Ben Thompson: Jim Collins’ books, he’s got so many great books, Good to Great. They’re all very similar themes, but he constantly improves on those themes, and there’s a lot to take away from him, particularly his most recent one. I can’t remember the title, but if you look up Jim Collins, you’ll find it. He talks about Sorenson’s expedition to the South Pole and the concept of a 20-mile march that Sorenson got there because he had one rule, which was you wake up in the morning, you walk 20 miles, put up your tent, and then we rest. Some days it took them 12 hours to get there. Others, it took them three hours to get there, but that was the rule. We have our own 20-mile march, which is probably confidential, but every month we have to achieve a certain objective, and that’s our thing. That’s worked really well in the business.
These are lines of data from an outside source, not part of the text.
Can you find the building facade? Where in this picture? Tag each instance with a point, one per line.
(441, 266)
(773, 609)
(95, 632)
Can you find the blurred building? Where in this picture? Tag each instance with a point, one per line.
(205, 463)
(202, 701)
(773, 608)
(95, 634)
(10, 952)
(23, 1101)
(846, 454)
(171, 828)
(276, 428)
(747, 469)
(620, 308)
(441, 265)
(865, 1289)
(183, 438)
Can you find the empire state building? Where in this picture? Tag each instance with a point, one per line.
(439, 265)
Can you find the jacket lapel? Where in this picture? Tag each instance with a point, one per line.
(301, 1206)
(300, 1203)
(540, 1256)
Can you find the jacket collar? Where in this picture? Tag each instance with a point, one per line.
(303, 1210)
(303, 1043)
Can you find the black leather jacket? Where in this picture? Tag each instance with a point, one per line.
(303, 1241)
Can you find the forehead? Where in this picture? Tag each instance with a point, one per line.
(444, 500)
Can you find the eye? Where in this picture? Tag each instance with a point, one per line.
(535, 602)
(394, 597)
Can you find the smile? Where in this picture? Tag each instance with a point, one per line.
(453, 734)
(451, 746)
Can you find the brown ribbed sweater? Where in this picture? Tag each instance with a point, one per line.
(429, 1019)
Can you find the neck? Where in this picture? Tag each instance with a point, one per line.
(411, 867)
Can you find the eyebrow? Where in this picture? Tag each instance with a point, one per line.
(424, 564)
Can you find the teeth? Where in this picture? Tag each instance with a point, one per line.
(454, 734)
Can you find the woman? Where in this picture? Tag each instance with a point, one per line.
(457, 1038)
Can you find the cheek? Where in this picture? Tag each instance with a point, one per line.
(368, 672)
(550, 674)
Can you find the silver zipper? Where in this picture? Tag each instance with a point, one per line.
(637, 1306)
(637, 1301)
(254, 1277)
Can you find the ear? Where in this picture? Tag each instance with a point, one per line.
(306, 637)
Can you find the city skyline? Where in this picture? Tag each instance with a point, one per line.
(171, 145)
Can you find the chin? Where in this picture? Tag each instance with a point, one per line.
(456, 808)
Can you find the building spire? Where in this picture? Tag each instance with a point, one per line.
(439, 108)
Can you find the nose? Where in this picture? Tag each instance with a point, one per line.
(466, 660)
Ben Thompson: Scaling Up, probably not as well known, by Verne Harnish, but I’m a huge advocate of Verne Harnish. I’ve been attending his events for close to 15 years. We have implemented his Rockefeller habits and his quarterly themes. Every 90 days … You probably don’t want a little synopsis on every book, but every 90 days, we ask across all of the businesses, we ask the same question, which is what is the one thing, the most important thing that we can achieve in the next 90 days to take us as far as possible from where we are today to where we would like to be in a year from now. We obsess on that one thing.
Ben Thompson: Once we decide what it is, we create a theme and we obsess on that one thing. We could create a metric to track it. That’s our obsession for 90 days. If we get there, then we celebrate hard. We’ve done that consistently for over 15 years, which is 64 … I think this is our 65th quarter without ever failing to do that process.
Heather Smith: Wow. That is a lot of commitment there.
Ben Thompson: Yeah. Keep it simple and just repeat it.
Heather Smith: Yeah, absolutely. That’s very impressive. I’m sure a lot of people will get a lot out of those books and from listening to you and hearing you today, Ben, so thank you very much for being on the show. How can people get in contact with you?
Ben Thompson: They can find me on Twitter, @bnthompson. They can also learn more just via employmenthero.com.
Heather Smith: Thank you so much for your time today, Ben. Really appreciate it.
Ben Thompson: Heather, thank you very much for your time. It’s been a pleasure.